Species frequency and rate of parasitism. Four parasitoid species were found as the major insect parasitoids of the fall webworm. These were Chouioia cunea Yang, 1989 (Hym., Eulophidae ), Psychophagus omnivorus (Walker, 1835) ( Pteromalidae ), Compsilura concinnata (Meigen, 1824) and Exorista larvarum (Linnaeus, 1758)

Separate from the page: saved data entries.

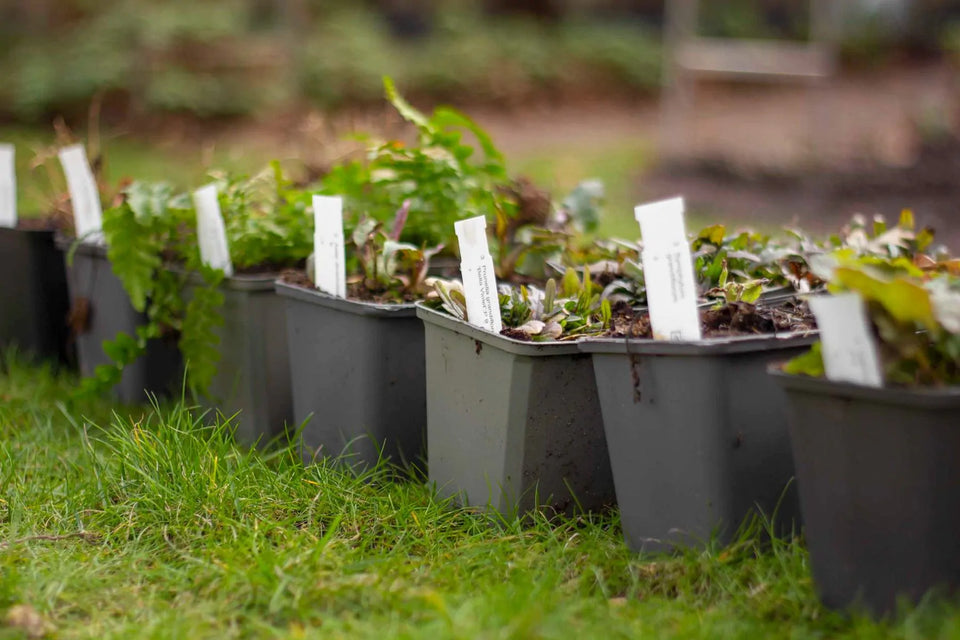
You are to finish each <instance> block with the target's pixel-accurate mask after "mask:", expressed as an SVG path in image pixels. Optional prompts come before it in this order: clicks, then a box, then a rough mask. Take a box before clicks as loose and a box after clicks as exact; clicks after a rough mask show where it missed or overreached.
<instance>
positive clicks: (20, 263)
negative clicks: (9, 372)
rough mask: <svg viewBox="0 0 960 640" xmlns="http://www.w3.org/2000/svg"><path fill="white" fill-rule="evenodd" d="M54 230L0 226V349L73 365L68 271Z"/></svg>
mask: <svg viewBox="0 0 960 640" xmlns="http://www.w3.org/2000/svg"><path fill="white" fill-rule="evenodd" d="M53 236H54V232H53V231H39V230H37V231H34V230H24V229H6V228H0V265H2V273H3V279H2V280H0V349H6V348H8V347H10V346H13V345H16V346H17V347H18V348H19V349H20V350H21V351H23V352H25V353H29V354H31V355H33V356H35V357H38V358H42V359H49V360H56V361H59V362H61V363H72V362H73V361H74V357H73V355H72V349H70V347H69V338H70V334H69V331H68V328H67V312H68V310H69V309H70V296H69V294H68V293H67V273H66V271H65V269H64V264H63V252H62V251H61V250H60V249H59V248H58V247H57V245H56V243H55V242H54V239H53Z"/></svg>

( Diptera , Tachinidae ) which appeared to have considerable influence on the population of this pest. Among the hymenopterous parasitoid species, C. cunea and P. omnivorus showed the highest number of H. cunea parasitoids in the collected pupae samples. Of these, C. cunea was the most abundant parasitoid species and may be important in the initial regulation of moth populations. Exoriata larvarum and C. concinnata were also the dominant larval parasitoids of this pest. Compsilura concinnata occupied the position as the second most abundant parasitoid of H. cunea . The gregarious endoparasitoid E. larvarum , despite the lower population than C. concinnata , appeared to have considerable influence on the population of this moth pest. The rest of the species were in relatively low densities, with fewer than ten individuals each and did not play an important role as regulating agents of H. cunea ( Fig. 5). There was a significant difference in the contribution of each parasitoid species to overall parasitism (66.3%) achieved by the parasitoid complex. Chouioia cunea was the most predominant and effective species with the highest parasitism percentage among collected parasitoids (24.33%) and is followed by P. omnivorus (15.5%) and C. concinnata (13.73%). Exorista larvarum was the fourth most prevalent parasitoid recovered in this study (12.57%) which can be a major factor for the population dynamics of this pest. But the remaining species were rare, with fewer than ten individuals each and overall represent 0.53% of the parasitoids reared from H. cunea ( Fig. 6).